This essay explores the Australia Day “Change the Date” campaign by drawing on Critical Race Theory (CRT) and the notion of cultural hegemony. The discussion situates the debate within Australian sociology, focusing on how 26 January is perceived by many Aboriginal and Torres Strait Islander peoples as marking the beginning of colonisation rather than a neutral national celebration. The analysis considers the ways in which dominant cultural narratives maintain racial hierarchies while highlighting Indigenous resistance to those narratives.

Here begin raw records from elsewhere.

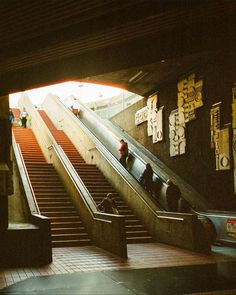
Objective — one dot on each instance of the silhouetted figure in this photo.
(23, 117)
(108, 205)
(11, 116)
(124, 152)
(75, 107)
(173, 195)
(183, 206)
(146, 178)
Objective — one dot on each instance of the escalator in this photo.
(52, 198)
(98, 186)
(98, 145)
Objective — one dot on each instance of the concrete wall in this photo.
(197, 165)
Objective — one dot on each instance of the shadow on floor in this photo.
(152, 281)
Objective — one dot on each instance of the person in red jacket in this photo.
(123, 152)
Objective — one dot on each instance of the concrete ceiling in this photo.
(136, 44)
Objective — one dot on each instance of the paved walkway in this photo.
(90, 259)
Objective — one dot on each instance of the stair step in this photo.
(71, 243)
(135, 240)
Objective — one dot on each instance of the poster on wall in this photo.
(141, 116)
(189, 98)
(176, 134)
(231, 227)
(220, 139)
(234, 132)
(154, 117)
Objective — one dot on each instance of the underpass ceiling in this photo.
(45, 42)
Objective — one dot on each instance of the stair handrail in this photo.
(29, 192)
(115, 224)
(157, 165)
(75, 177)
(159, 227)
(125, 174)
(50, 141)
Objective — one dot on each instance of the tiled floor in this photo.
(90, 259)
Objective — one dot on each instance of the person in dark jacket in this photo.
(108, 205)
(124, 152)
(173, 195)
(146, 178)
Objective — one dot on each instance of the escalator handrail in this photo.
(31, 199)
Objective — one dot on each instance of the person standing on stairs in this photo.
(124, 152)
(75, 107)
(146, 178)
(11, 116)
(108, 205)
(173, 195)
(23, 117)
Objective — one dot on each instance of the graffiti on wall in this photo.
(220, 139)
(189, 98)
(154, 117)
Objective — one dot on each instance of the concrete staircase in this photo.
(98, 185)
(67, 229)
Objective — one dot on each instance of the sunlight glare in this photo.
(85, 92)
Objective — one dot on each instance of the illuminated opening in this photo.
(105, 100)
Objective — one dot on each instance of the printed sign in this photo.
(231, 227)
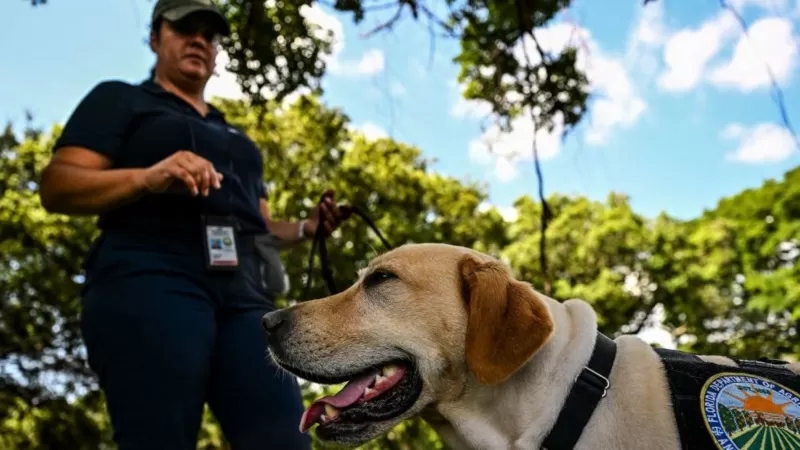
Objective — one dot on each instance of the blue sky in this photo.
(684, 113)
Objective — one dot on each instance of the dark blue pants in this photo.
(165, 336)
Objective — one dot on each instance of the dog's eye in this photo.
(378, 277)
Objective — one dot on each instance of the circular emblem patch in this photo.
(747, 412)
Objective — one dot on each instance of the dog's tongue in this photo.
(349, 394)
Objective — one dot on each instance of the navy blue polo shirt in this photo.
(138, 125)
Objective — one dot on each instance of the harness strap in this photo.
(587, 392)
(318, 243)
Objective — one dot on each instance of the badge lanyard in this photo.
(220, 244)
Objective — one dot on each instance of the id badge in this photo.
(220, 244)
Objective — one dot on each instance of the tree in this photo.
(49, 398)
(275, 51)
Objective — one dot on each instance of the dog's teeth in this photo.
(331, 412)
(369, 393)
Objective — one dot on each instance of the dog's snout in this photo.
(277, 323)
(272, 321)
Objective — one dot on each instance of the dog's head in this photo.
(421, 322)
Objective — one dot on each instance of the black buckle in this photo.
(594, 379)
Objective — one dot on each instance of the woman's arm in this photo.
(79, 181)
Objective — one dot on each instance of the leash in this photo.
(318, 243)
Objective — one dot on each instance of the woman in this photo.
(173, 295)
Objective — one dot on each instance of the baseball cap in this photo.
(174, 10)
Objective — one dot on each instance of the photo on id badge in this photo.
(221, 245)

Critical Race Theory and the Racialisation of National Days

Critical Race Theory provides a lens for examining how legal and cultural institutions reproduce racial inequality. In the Australian context, CRT illuminates how the choice of 26 January as Australia Day naturalises the dispossession of Indigenous peoples. Scholars adopting this perspective argue that the date functions as a form of racial ordering by privileging settler history while marginalising Aboriginal experiences of invasion and resistance. The movement to change the date therefore represents more than a symbolic adjustment; it challenges the racialised foundations of national identity that CRT identifies as embedded in seemingly neutral traditions.

Cultural Hegemony and the Normalisation of 26 January

The concept of cultural hegemony, drawn from Gramsci, explains how dominant groups secure consent for their worldview. In relation to Australia Day, hegemonic processes operate through media, education and public rituals that present 26 January as an inclusive celebration of multiculturalism. This portrayal obscures the date’s association with frontier violence and the ongoing effects of colonisation for Aboriginal communities. Resistance to the date, including “Change the Date” protests and “Invasion Day” rallies, constitutes a counter-hegemonic practice that seeks to expose and destabilise these accepted meanings. Such contestation demonstrates that hegemony is never total but remains open to challenge by subaltern groups.

Intersections of Race and Aboriginality

The intersection of race and Aboriginality further complicates the debate. Aboriginality is not simply an ethnic category but a political and cultural identity shaped by dispossession and resistance. CRT scholars note that racial categories are socially constructed yet produce material consequences, including disparities in health, incarceration and land rights. The “Change the Date” campaign foregrounds these consequences by linking the celebration of colonisation to contemporary structural racism. At the same time, official responses that defend the date often invoke colour-blind rhetoric, asserting that the event now represents all Australians equally. This tension reveals how racial power operates through both overt exclusion and seemingly inclusive discourse.

Conclusion

The “Change the Date” movement exposes the racialised assumptions underlying Australia’s national calendar. Through CRT and the concept of cultural hegemony, the campaign can be understood as a challenge to the reproduction of settler dominance. While the debate remains unresolved, it underscores the continuing relevance of race and Aboriginality in shaping Australian public life and indicates that national symbols are sites of ongoing political contestation rather than settled consensus.

References

  • Delgado, R. and Stefancic, J. (2017) Critical Race Theory: An Introduction. 3rd edn. New York: New York University Press.
  • Gramsci, A. (1971) Selections from the Prison Notebooks. Edited and translated by Q. Hoare and G. Nowell Smith. London: Lawrence and Wishart.
  • Moreton-Robinson, A. (2000) Talkin’ Up to the White Woman: Indigenous Women and Feminism. Brisbane: University of Queensland Press.